现实告诉我们,物资丰富了、生活水平提高了,并不意味着新的价值体系或信仰体系就建立了,或者说即便建立了,使之成为全社会的共识还有一个痛苦而漫长的过程。社会转型时期精神信仰一定程度上的空白状态亟需要填补。于是,人们开始自觉不自觉地寻求着某种精神安慰,一个安顿灵魂的归属之所。尤其是改革遇到一些困难、发展面临一些曲折的时候,那些旧有记忆就会不由自主地重新冒出来,让人回味、叫人期待。怀有旧有的记忆,面对并不熟悉的现实,人们就会返过头去,寻求自己的精神家园。所以说,长征纪念热真正本质性的方面,就是一股欲以重建中国价值信念的隐蔽型文化思潮。可以说,长征在某种意义上已经超越了长征的本身内容,它成为一个人、一个政党、一个民族、一段历史和一种文化的象征,它昭示了某些未来的内容,体现出持久的价值观念、人生信仰和历史理想。当代中国之所以出现长征纪念热,在相当程度上就是寻找自我,寻找一种有价值的精神信念,寻找当代人的位置和未来走向。这样,长征也就成为当代中国不同社会层次、不同文化素质者内心精神的独白。崔永元谈到“我的长征”活动其最初的意图时就说:“其实我最开始想的是怎么让城里人出丑。现在的城里人,一般是能坐着就不站着,能躺着就不靠着。最典型的是在电影院里,你看吧,全都选个最舒服的姿势懒洋洋地陷在椅子里。我有个特奇怪的念头,想着如果要组织这些城里人吃苦,他们会什么样?当时就想搞一个类似训练营的活动。我想用这种方式警醒其他人,如果一个民族用懒洋洋的方式生存的话,是很可悲的。”这也就是为什么作为一个理想主义化身的崔永元能够成为中央电视台“我的长征”形象代言人的重要原因。也就是为什么崔永元在这次活动的初期不断地告诫和激励他的队员:如果一群日本人或者一群韩国人来参加这个活动会怎么样。

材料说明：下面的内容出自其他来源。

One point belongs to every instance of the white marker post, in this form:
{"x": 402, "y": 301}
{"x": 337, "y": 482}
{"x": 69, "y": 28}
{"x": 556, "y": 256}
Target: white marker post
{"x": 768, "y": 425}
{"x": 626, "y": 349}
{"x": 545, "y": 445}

一般而言,人们反思一段历史,审视或吸取一种精神价值,是历史出现较大变化的时代经常出现的事情。所以,在感到信念失落、价值迷惘的今天,再到长征那里去寻觅精神支柱,也就是再自然不过的事情了。而长征精神已经成为中华民族共同的精神财富,是我们取之不尽、用之不竭的力量源泉
三
原则上,人们的精神需要不是工具性的,而是价值性的,它并不直接参与解决生存问题的具体行为,而是通过某种心理上的平衡,曲折地反映现实矛盾;同时人们的心里感觉既看不见,又摸不着,并且因人而异,多种多样。只有把这种模糊性和多样化的价值目标转换成某种现实的,人们所熟悉的“符号”才能把大家的感觉和需要统一地表达出来,以便人们能在同一对象上找到“共同语言”。长征就是作为一个有血有肉、有情有欲的“巨人符号”出现在人们面前,并从中很容易找到“共同语言”,那就是:坚定的信念、坚强的意志以及无与伦比的勇敢等等。正如有的学者所言:“长征是突破了国度、阶级和政治界线的人类精神的丰碑。无论是哪一个国家或民族的人,无论持有何种意识形态,中国工农红军的长征给予人类的精神财富是走向理想所必需的永不磨灭的信念。”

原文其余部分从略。